Identity Manager fails when using AUTH and AZ mapping with SSO integration.

book

Article ID: 4689

calendar_today

Updated On:

Products

CA Identity Manager CA Identity Governance CA Identity Portal CA Risk Analytics CA Secure Cloud SaaS - Arcot A-OK (WebFort) CLOUDMINDER ADVANCED AUTHENTICATION CA Secure Cloud SaaS - Advanced Authentication CA Secure Cloud SaaS - Identity Management CA Secure Cloud SaaS - Single Sign On

Issue/Introduction

When using AUTH and AZ mapping with SSO integration, the user gets a "File Not Found" in the browser and the following error in the application server log:

Header userDN and session spec users do not match

 

Cause

When integrated with Single Sign On, ValidateHeadersWithPS is on by default. The SiteMinder header will always send the full DN value for the user in question.
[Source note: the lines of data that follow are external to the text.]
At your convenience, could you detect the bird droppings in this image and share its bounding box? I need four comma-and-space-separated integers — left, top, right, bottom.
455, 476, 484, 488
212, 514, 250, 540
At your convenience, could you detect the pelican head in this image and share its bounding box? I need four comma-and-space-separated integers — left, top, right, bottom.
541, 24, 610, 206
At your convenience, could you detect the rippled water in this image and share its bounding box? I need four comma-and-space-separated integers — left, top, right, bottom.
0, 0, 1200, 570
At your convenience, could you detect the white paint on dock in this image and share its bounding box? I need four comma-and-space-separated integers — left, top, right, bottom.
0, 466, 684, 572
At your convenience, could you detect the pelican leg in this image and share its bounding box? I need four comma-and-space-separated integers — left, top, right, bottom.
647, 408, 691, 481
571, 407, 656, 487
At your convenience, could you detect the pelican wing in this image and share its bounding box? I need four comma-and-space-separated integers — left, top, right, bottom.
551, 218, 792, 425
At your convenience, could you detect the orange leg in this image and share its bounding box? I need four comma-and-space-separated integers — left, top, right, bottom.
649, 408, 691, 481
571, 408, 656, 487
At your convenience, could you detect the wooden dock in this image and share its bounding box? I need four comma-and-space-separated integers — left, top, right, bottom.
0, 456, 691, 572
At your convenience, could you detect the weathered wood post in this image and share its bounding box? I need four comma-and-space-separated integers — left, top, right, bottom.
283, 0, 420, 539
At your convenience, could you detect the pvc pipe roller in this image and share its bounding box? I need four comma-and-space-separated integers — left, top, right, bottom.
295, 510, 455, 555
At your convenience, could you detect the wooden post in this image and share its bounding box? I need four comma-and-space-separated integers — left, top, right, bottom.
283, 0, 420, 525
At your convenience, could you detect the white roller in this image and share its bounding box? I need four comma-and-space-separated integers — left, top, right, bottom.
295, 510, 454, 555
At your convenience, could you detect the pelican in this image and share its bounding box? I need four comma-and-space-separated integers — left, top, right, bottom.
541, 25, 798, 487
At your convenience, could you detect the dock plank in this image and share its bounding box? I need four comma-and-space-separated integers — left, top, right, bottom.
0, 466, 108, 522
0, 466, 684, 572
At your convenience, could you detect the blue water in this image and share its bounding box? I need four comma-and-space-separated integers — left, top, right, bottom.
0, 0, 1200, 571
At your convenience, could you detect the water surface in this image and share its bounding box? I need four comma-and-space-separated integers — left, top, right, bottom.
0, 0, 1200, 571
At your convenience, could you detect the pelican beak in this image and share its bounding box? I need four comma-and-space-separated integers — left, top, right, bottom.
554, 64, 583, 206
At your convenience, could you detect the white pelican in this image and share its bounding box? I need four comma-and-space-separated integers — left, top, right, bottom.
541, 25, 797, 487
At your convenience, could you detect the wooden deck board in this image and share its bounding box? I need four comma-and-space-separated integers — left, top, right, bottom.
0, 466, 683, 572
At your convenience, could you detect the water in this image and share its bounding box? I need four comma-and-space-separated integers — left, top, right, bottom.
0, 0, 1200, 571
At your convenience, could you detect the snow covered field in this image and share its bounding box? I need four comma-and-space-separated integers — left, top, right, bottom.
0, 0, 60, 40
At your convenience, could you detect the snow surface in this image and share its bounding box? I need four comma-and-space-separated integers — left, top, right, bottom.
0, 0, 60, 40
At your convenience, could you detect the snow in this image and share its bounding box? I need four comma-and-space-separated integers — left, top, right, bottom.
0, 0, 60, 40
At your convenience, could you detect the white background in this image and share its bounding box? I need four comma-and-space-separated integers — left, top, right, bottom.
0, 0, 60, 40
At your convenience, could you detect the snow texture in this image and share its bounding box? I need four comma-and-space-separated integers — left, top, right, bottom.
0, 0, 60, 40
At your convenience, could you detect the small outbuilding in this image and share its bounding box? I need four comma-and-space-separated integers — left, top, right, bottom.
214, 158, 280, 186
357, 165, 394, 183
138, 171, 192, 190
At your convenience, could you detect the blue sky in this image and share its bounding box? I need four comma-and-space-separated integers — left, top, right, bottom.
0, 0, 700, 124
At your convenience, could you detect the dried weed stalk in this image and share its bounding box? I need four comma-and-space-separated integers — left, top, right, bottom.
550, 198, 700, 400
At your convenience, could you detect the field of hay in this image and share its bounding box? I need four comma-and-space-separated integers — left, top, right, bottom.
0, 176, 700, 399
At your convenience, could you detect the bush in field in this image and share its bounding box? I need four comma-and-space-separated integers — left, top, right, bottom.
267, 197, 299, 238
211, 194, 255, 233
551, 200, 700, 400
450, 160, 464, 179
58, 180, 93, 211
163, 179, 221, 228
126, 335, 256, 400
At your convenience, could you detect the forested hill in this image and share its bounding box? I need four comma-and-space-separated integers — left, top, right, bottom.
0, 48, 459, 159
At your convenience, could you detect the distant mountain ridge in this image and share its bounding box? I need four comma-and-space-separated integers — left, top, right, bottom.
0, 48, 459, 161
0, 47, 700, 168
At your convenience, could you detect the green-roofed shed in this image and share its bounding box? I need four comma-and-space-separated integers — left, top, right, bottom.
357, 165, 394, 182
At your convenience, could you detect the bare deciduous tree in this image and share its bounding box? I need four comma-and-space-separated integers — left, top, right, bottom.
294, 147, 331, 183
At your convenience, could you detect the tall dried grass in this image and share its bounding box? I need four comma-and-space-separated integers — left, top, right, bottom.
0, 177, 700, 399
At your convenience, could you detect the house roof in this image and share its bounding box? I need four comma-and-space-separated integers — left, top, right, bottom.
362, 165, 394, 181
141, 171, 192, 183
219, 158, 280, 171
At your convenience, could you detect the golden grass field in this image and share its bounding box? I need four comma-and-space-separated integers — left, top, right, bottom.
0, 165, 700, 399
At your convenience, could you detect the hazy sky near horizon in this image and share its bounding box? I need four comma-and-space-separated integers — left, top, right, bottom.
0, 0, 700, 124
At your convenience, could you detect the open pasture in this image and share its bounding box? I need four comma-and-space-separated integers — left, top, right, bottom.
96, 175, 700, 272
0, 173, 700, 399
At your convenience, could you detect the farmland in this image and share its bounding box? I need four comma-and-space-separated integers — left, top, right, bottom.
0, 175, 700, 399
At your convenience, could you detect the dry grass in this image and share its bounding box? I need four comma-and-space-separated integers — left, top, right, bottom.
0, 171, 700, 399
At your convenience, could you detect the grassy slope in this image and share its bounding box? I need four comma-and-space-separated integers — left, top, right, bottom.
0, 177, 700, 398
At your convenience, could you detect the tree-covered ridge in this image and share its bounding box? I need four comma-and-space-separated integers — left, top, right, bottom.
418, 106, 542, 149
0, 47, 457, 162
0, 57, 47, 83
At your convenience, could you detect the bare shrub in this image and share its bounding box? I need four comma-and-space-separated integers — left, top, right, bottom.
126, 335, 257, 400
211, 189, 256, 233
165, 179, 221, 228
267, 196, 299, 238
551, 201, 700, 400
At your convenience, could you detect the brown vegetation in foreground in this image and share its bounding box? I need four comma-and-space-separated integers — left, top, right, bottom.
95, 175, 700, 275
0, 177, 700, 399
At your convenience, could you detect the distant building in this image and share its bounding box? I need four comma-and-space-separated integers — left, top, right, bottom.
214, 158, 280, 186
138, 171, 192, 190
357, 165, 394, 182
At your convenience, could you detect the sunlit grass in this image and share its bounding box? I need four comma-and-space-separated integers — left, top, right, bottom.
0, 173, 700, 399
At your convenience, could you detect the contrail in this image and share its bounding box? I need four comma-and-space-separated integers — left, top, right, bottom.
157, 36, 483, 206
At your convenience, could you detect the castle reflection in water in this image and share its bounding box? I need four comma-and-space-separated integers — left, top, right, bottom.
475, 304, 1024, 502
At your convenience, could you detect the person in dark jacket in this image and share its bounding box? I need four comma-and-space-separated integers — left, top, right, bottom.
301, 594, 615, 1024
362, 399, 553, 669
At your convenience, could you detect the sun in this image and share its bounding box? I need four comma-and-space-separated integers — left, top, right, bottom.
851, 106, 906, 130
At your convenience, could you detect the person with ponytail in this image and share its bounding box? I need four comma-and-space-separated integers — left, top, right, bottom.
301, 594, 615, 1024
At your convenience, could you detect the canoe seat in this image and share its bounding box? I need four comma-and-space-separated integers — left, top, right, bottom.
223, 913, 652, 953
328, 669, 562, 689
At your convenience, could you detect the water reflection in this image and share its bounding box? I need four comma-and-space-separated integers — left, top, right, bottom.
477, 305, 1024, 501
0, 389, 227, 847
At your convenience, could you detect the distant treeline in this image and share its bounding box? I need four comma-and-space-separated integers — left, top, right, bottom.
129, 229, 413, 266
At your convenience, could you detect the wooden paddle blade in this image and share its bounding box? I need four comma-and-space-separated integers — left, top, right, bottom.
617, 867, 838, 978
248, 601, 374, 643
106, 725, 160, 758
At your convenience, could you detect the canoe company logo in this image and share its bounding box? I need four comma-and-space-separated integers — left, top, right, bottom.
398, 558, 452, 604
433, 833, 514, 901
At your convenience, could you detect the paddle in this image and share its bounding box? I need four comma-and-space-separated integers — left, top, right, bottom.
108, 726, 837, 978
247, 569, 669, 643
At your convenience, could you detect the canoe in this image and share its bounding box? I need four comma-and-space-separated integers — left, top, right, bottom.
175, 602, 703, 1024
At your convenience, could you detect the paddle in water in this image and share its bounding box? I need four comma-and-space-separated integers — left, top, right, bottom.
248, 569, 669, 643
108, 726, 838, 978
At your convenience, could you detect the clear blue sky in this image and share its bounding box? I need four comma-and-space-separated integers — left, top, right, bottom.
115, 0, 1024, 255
However, when using auth/az mapping, Identity Manager will have only the user id, and not the full DN value, so this validation will always fail.

Environment

Identity Manager when integrated with Single Sign-On using authentication/authorization mapping.

Resolution

Turn off ValidateHeadersWithPS.

  1. Stop the application server.
  2. Disable the ValidateHeadersWithPS in the ra.xml file located in \iam_im.ear\policyserver.rar\META-INF by setting the Enabled config-property value to false.
    Note: For WebSphere, the ra.xml file is located in WebSphere_home/AppServer/profiles/ Profile_name/config/cells/Cell_name/applications/iam_im.ear/deployments/IdentityMinder/policyserver.rar/META-INF.
  3. Start the application server.
  4. (WebSphere only) Update the policy server object in the Administrative Console with same values as in the ra.xml file.